The gap in Reagan's diplomacy
The greatest foreign policy weakness of the Reagan administration, as it nears the end of its first six months in office, is with respect to the third world.
This is a natural consequence of the administration's tendency to view the world along an East-West axis to the neglect of the North-South axis. This tendency, in turn, is a reflection of both the strengths and weaknesses which Gen. Alexander Haig brought to the position of secretary of state.
Haig's principal strengths are two. One is an intimate familiarity -- learned from those eminent masters Henry Kissiner and Richard Nixon -- with the processes of government and with the art of manuevering through the intricacies of bureaucratic rivalries. He got off to a somewhat rocky start in applying these lessons, but things have been going more smoothly of late.

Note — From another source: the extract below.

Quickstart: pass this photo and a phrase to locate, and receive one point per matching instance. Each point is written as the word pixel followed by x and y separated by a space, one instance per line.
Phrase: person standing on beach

The second Haig strong point stems from his European experience as Supreme Commander of NATO, an experience which involved the necessity of getting along with the NATO allies and of being sensitive to their views and problems. No doubt largely as a consequence of this experience, the administration has on the whole behaved admirably with respect to Western Europe all across the spectrum from its ideological soulmates in the Thatcher government of the United Kingdom to socialists (which it must surely view with distaste in private) in the Mitterrand government of France.
Sterner tests are yet to come in connection with coordinating NATO policies on such matters as weapons systems and arms control negotiations with the Soviet Uniond; but so far, so good.
One would wish the administration would be equally sensitive to European views regarding the third world, in which the Europeans have at least as large a stake as the United States.
The administration, for example, has rejected European advice to seek a negotiated political settlement of the difficulty in El Salvador, or at least to get out of the way of others trying to seek such a settlement. In this, it should be noted, the administration has not discriminated against Europeans; it has also ignored similar advice from the Mexicans, the Venezuelans, and even General Torrijos of Panama.
Similarly, the administration has been cool to suggestions, supported by Europeans in concert with most of the rest of the world, that the World Bank and the International Monetary Fund be beefed up to help with the increasingly acute economic problems of the third world. There seems to be a suspicion that these institutions, which are managed by conservative bankers and technocrats, are somehow soft on socialism and may even be promoting it. In contrast, in a throwback to the Eisenhower administration, the encouragement of private investment is seen as the salvation of the third world.
There was a time when the good guys-bad guys dichotomy in American foreign policy had to do with the distinction between democracts and dictators. Again in a throwback to Eisenhower and the reign of John Foster Dulles in the State Department, the Reagan administration is switching this to a distinction between communists and anti-communists and never mind what failings the anti-communists may have.
This approach is seen most clearly in Central America and the Caribbean where the administration is engaged in another study of what to do about an area which the US government has already studied at great length. Certainly the area deserves attention, but history does not inspire confidence in the utility of American efforts to immunize the third world against the communist threat.
One of the things wrong with the American foreign aid program is that neither Congress nor any post-World War II administration has been able to make up its mind whether the purpose was to promote economic development or to promote American political objectives such as anti-Communism. The result is that it has done neither very well. Such development as has occurred has largely been for reasons irrelevant to foreign aid. And the lack of communist success has been due mainly to indigenous, nationalistic resistance.
The analogy to Vietnam drawn by critics of the Reagan policy in El Salvador may be exaggerated, but it seems apt in one respect. During the Johnson administration, John Kenneth Galbraith was asked what would have happened to Vietnam if the US had not chosen to make it an issue.
"I suppose," the Sage of Cambridge replied, "it would be languishing in the obscurity it so richly deserves."